Quick Tips for Collecting Breweriana
- Beer memorabilia is eternally popular, with both old and new items avidly sought by collectors.
- Brand loyalty is often a driving factor with beer memorabilia collectors, but some folks just collect beer items in general.
- Among the most expensive beer collectibles are the rare bar signs and framed prints from the early 1900s. These can sell for several thousand dollars when in excellent condition. However, small items such as calling cards with beer motifs can be collected for just a few dollars apiece.
- Some of the most expensive beer memorabilia has been reproduced, but not as widely as some other types of advertising collectibles. Even so, it’s wise to buy high end items from a reputable dealer.
Personal Recollections of Beer Memorabilia
When I think back to some of the items my mother had in her antique shop long ago, one of the most interesting pieces was a lighted Jax beer sign. This animated sign looked like an aquarium and when you turned it on, fish swam through the water courtesy of a revolving piece of plastic. A light behind it would illuminate the box like a real aquarium. There was even a little mermaid ferrying a six-pack of Jax among the fake fish. It was obviously a simulation, even to a kid, but I liked it anyway.
For the longest time I've thought about this sign, but never crossed paths with one like it. Imagine my surprise when one of my About.com users contacted me with photos of the very same sign I remembered after reading about my childhood recollections!
While I favor that old aquarium light myself, any type of motion light featuring beer advertising is highly collectible now days. From tin trains with chugging wheel motion to flowing mountain streams, all those innovative signs can be valuable regardless of the beer maker's brand they feature.
Marketing Then, Collectibles Now
Most beer companies prominently displayed their logo on advertising pieces many years ago, just as they do today. The cleverer the advertising displays, the more beer the brewery would sell, or so they hoped. While many collectors of breweriana look for beer items in general, while others focus on a particular brand of beer, all beer memorabilia will find a good home in a collection eventually.

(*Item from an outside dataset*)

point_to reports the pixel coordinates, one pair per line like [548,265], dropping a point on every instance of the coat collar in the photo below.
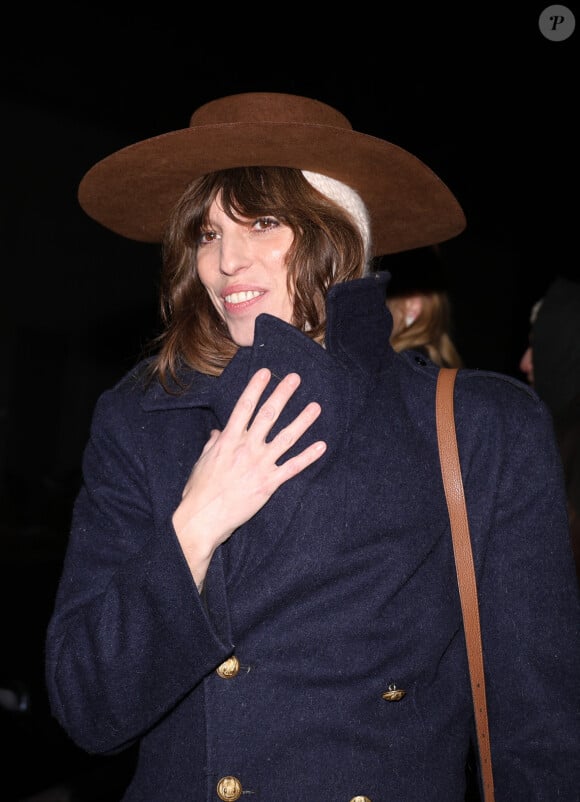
[357,338]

In fact, I've seen lots of different beer advertisements and the objects they rode in on over the years. It never ceases to amaze me how much advertising changes, yet it stays the same. Following this line of thought, we find that selling beer with the lure of a beautiful lady isn't a modern marketing scheme.
Themes in Beer Memorabilia
In the Value Guide to Advertising Memorabilia by B.J. Summers (Collector Books), a very risqué framed cardboard sign for Arrow Beer sports a shapely nude woman with a "Matchless Body" to go right along with the beer. This item has a very 1930s look to it and sells for several hundred dollars, according to the book.
Although you might not be able to picture a piece like this over the sofa in your own home, I'm sure it once complemented a smoky barroom quite well. There are many other framed signs that offer crossover appeal that blend nicely with a number of décor styles with vintage flair, however.
Perhaps a pair of hunting dogs framed in a light-up Budweiser sign might work in your game room. Or, how about a lovely Victorian woman with a colorful peacock selling Schell's Carbonated Mead? This one's definitely tasteful enough to hang on a living room wall, no doubt about it, but it won't come cheap. The book value is $1,350 for this wonderful example of artwork and it wouldn't be surprising to see such a nice item to sell for even more. The hunting dogs go for far less, perhaps a hundred dollars or so.
Variety in Beer Collectibles
Of course, part of the fun of collecting beer memorabilia is seeing what you'll round up next. Whether it's a $10 pair of Schlitz salt and pepper shakers or $25 wooden shoe hawking Heineken's Holland Beer, the thrill can definitely be in the chase here.
When you're out foraging around in shops or cleaning out the garage, don't forget about functional pieces adorned with advertising as well. Even tappers, the often-ornate handles seen atop tap spigots in bars, can be worth some money. A relatively new St. Pauli Girl tapper, complete with a drawing of a lovely maiden serving beer, can sell for around $15. Tappers with more elaborate tops can sell for even more, especially the older models.
You'll also want to keep an eye out for neon signs, metal serving trays and paper goods such as match holders, unused labels and calling cards. In other words, anything with a beer logo can be considered collectible, even the small stuff.
So get out there and see what you can dig up. If you're like me, you don't even have to be a beer drinker to appreciate all the unique ways this product has been advertised over the last 100 years.